Significance of Multiprocessor Cores


The number of GPU cores if often quoted as multiprocessors times cores, but I am confused about it’s relevance. The CUDA documentation seems to talk about multiprocessors, blocks and threads, but never cores. Where do they fit in?

For example, the throughput (section 5.4.1 in the CUDA programming guide) is given per multiprocessor, so having more codes doesn’t seem to speed things up. Or this actually the throughput per per core? Should I start at least as many blocks as there are multiprocessors or as there are cores?


Unlike conventional CPU cores, Nvidia uses the word “core” more in a sense of what conventionally would be called ALU (arithmetic-logic unit) or FPU (floating point unit). The significance mainly is that (so far) the maximum arithmetic throughput is easily calculated as number of cores times cycles per second times 2 (as a core can do a multiply-add per cycle, counting as two arithmetic operations).

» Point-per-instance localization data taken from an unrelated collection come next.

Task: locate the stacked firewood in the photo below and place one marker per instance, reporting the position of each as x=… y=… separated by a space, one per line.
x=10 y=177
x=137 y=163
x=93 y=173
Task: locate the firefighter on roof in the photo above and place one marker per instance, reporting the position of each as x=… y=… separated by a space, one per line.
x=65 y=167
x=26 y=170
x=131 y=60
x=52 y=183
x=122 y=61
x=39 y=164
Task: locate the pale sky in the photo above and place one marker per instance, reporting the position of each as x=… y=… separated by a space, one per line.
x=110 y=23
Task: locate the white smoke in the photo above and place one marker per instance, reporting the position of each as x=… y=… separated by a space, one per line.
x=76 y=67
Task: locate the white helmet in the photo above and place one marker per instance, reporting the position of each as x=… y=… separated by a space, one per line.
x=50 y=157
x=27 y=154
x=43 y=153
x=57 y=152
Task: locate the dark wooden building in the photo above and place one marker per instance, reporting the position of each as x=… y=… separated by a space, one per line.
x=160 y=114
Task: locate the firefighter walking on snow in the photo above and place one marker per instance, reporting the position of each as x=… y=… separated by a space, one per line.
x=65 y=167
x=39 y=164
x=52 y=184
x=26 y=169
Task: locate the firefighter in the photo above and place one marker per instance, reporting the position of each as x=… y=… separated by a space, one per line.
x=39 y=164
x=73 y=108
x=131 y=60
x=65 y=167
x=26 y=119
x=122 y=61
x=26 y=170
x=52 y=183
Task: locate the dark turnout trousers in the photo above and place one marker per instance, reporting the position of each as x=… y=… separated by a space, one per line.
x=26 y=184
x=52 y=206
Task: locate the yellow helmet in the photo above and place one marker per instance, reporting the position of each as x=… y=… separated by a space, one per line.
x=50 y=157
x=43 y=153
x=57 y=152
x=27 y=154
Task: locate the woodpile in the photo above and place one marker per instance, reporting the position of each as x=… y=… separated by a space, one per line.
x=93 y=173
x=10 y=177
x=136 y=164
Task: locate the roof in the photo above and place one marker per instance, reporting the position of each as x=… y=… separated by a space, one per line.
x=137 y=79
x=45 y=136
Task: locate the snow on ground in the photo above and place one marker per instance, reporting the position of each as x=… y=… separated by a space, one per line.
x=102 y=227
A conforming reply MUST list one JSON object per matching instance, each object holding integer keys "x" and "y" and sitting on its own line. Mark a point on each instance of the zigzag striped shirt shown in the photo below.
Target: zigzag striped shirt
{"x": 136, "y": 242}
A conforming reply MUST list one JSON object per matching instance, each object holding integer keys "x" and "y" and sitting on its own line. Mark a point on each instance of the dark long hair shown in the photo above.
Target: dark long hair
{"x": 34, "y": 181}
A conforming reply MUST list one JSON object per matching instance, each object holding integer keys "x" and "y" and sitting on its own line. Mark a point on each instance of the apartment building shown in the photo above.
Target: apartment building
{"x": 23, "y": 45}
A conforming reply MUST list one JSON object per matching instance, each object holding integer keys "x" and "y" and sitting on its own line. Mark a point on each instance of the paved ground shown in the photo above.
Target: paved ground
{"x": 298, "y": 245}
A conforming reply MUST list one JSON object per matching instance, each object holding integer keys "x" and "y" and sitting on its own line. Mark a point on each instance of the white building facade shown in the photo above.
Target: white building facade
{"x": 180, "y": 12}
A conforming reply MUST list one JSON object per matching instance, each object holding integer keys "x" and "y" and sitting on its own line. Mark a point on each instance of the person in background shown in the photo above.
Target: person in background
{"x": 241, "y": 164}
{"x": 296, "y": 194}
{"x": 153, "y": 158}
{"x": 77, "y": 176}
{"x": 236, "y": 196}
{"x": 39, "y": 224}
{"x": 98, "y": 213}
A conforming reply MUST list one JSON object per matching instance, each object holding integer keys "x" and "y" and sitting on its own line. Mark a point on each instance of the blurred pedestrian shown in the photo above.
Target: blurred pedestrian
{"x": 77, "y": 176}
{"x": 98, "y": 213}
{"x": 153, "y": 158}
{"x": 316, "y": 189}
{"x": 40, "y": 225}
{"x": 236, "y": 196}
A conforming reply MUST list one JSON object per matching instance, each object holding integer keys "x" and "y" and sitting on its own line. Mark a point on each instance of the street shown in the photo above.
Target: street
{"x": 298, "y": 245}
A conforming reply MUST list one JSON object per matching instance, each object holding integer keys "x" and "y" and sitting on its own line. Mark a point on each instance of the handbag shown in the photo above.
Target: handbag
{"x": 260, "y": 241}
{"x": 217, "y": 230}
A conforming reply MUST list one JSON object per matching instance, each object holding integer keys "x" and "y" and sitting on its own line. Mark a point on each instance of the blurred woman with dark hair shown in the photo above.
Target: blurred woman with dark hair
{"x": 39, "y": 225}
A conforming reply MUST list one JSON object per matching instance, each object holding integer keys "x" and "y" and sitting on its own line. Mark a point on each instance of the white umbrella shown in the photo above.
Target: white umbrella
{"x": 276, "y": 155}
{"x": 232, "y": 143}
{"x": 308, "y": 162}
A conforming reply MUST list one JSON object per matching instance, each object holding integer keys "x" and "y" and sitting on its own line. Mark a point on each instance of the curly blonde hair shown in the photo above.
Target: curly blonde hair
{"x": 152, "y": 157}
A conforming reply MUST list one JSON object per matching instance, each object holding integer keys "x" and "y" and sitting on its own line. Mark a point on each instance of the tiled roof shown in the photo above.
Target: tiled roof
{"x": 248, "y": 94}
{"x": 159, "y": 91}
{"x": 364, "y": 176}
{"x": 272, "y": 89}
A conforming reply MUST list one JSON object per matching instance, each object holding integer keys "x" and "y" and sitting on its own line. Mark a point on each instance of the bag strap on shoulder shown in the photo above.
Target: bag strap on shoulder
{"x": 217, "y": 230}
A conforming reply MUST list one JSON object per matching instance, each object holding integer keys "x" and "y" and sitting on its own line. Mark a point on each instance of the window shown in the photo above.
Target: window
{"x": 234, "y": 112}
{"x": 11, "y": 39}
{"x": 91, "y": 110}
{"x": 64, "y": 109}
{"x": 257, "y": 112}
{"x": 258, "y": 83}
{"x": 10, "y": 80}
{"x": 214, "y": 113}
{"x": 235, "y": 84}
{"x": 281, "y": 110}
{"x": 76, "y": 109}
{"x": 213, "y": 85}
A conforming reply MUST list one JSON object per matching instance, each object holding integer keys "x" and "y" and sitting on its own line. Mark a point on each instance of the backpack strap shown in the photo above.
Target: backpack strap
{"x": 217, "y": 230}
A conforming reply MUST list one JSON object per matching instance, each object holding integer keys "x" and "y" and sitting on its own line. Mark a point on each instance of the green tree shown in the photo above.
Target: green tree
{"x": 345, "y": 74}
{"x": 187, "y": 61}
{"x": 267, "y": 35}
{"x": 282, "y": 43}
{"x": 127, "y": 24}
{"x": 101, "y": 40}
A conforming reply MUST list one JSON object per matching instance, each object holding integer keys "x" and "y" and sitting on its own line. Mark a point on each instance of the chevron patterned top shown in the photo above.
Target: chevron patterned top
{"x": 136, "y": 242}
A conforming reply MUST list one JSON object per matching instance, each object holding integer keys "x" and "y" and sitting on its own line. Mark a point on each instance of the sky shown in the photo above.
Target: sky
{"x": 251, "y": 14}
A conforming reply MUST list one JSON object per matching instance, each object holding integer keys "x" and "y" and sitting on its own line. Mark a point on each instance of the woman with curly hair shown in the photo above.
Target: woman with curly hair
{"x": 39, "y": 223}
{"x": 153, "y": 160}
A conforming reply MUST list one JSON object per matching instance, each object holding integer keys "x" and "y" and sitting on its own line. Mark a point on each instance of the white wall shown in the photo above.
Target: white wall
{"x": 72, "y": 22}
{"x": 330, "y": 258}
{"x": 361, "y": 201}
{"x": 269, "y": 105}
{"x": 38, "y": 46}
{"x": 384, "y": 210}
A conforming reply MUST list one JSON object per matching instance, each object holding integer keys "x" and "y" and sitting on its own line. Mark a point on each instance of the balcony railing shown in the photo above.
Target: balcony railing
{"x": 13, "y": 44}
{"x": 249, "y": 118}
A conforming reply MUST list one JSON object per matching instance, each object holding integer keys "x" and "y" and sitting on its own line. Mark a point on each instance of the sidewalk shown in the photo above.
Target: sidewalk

Having more cores leads to a better throughput, as the same instruction is executed for more different threads (or in some cases, more instructions from the same number of threads are executed in parallel).

You should start a lot more threads than there are either multiprocessors or cores. This will allow to hide latencies. As a rule of thumb, using 24 times as many threads as there are cores allows to completely hide instruction latencies (as the latency of each instruction is about 20…24 cycles, and each core executes an instruction per cycle).

Makes sense, thanks!